Fonte: Demografica/Adnkronos
Certo, fa pensare che, per quanto nuovo, questo “gesto” abbia generato fastidi proprio adesso, in un periodo storico dove, come riportato ad inizio articolo, la cultura della cancellazione sembra essere l’obiettivo più importante da attuare; e ancora, che Sara Waldenfors, pastore di Nylöse, che ha avanzato la proposta di divieto insieme a Jesper Eneroth sia, guarda caso, iscritta al partito socialdemocratico d’opposizione del Paese.
“È una scelta patriarcale. Sebbene la scena sia piacevole per le future coppie di sposi, non possiamo ignorare ciò che simboleggia: un padre che consegna una vergine minorenne al suo nuovo tutore”. Va detto che nella tradizione svedese è usanza che gli sposi percorrano la navata insieme. Non vi è, dunque, alcun passaggio simbolico tra la famiglia d’origine e quella futura. Vero è che sono sempre più le ragazze desiderose di essere accompagnate dai loro papà e tale sogno viene accordato dai singoli sacerdoti.
Il pastore Waldenfors ha commentato: “È stata una lotta per le coppie dello stesso sesso riuscire a sposarsi nella chiesa svedese. Perché allora dovremmo modificare una tradizione nella chiesa che non è la nostra e non rappresenta qualcosa a cui possiamo attenerci?”
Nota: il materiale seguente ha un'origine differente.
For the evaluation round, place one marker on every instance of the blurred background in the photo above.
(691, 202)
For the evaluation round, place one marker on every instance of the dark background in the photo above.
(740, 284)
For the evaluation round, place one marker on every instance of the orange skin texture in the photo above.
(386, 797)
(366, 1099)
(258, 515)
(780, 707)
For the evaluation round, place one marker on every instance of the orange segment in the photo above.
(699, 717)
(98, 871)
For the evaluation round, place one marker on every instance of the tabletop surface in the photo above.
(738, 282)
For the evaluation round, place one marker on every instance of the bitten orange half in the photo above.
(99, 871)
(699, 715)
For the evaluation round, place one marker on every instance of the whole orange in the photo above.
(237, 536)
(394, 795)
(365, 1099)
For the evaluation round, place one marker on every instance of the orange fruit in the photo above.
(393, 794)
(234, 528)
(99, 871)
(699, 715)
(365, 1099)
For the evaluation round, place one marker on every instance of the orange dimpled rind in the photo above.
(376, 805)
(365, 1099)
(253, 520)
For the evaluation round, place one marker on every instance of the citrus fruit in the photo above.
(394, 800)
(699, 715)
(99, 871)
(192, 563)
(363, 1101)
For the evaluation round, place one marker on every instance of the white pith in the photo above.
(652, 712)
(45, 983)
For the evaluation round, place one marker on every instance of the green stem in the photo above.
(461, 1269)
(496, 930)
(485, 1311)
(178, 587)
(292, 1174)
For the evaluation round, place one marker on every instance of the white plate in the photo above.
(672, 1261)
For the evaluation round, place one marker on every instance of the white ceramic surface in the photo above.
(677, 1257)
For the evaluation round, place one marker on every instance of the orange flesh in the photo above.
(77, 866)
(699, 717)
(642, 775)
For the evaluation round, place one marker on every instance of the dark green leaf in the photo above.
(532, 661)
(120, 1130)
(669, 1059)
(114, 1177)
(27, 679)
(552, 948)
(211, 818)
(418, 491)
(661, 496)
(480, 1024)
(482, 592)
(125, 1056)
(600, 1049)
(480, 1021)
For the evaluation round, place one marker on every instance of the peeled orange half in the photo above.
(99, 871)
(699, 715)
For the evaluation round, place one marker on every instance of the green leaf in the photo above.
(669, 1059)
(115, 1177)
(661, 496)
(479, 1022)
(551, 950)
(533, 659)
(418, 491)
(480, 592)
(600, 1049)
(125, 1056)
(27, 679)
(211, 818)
Davanti ad un interrogativo di questo tipo verrebbe da chiedere allo stesso pastore: visto che ha parlato di “lotta” circa la possibilità per le coppie omosessuali di riuscire a sposarsi in chiesa, evidentemente nemmeno questo faceva parte della tradizione svedese. Eppure, in questo caso l’epilogo è stato positivo. Perché, allora, una richiesta come quella delle spose di essere accompagnate dal loro papà, dovrebbe rappresentare una montagna insormontabile, una richiesta da proibire assolutamente?
Ma torniamo indietro nel tempo e vediamo questo gesto a quando risale. Nel diritto romano, la distinzione giuridica riguardava due forme di matrimonio: “cum manu” e “sine manu”.
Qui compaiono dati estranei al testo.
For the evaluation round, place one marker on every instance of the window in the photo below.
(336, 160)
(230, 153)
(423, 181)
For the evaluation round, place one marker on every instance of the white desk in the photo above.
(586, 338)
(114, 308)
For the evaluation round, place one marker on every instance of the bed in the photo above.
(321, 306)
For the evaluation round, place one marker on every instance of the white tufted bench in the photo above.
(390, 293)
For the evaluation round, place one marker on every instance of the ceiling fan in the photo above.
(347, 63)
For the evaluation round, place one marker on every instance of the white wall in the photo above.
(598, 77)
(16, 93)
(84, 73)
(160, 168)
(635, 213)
Nel primo caso, la moglie passava sotto la potestà del marito (manus), diventando parte della sua famiglia. Perdeva i diritti e l’eredità dalla sua famiglia di origine e acquisiva quelli della famiglia del marito.
Nel secondo caso, invece, la moglie rimaneva sotto la potestà del padre (o del suo tutore), mantenendo i suoi diritti e l’indipendenza patrimoniale. Non entrava a far parte della famiglia del marito in senso legale.
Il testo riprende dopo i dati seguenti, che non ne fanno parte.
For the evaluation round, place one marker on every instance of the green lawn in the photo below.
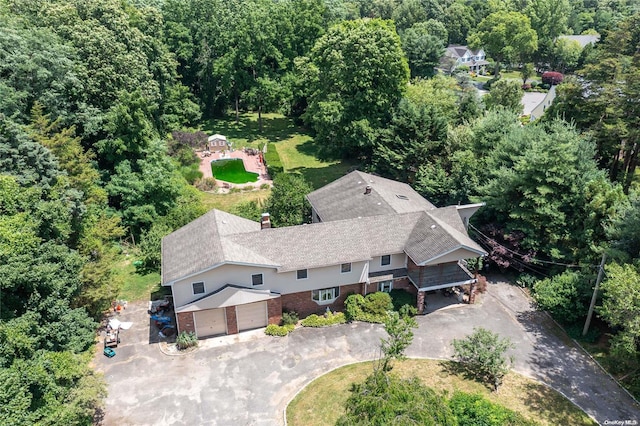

Con l’avvento del cristianesimo, il matrimonio mutò profondamente. Si passò da un’istituzione di natura giuridica e sociale, ad unsacramento religioso.La Chiesa certificò l’indissolubilità del vincolo matrimoniale e il consenso dei coniugi come elemento essenziale per la validità del matrimonio.
Sta di fatto che l’essere accompagnate all’Altare dal proprio padre è una scelta personale. Io stesso ho vissuto il mio matrimonio con questa “variante”. Mio suocero disse a sua figlia che avrebbe preferito non compiere tale gesto preferendo accompagnare col canto quel momento così importante. Toccò, dunque, a mio cognato, condurre la sorella lungo la navata centrale.
Una scelta che può piacere o meno ma che resta nell’ambito del personale. D’altronde, è la stessa Chiesa cattolica a non imporre regole specifiche su chi debba ricoprire questo ruolo. Il problema è quando si vogliono collocare certi cambiamenti a livello nazionale, come fossero decreti-legge. In Italia ogni spunto è buono per tentare di condannare costumi, radici, tradizioni ed usanze in nome di una modernità che non abbia neanche lontanamente un retrogusto razzista, patriarcale o omofobo. Quanto avvenuto in Svezia, sarà presto oggetto di lotte ideologiche anche qui. Facciamo attenzione però: perché, se è giusto vivere nel segno della modernità, è altresì importante capire che cancellare certe tradizioni o avere un atteggiamento di chiusura per ciò che non rappresenta nulla di male, significa sancire la propria condanna ad una scomparsa definitiva.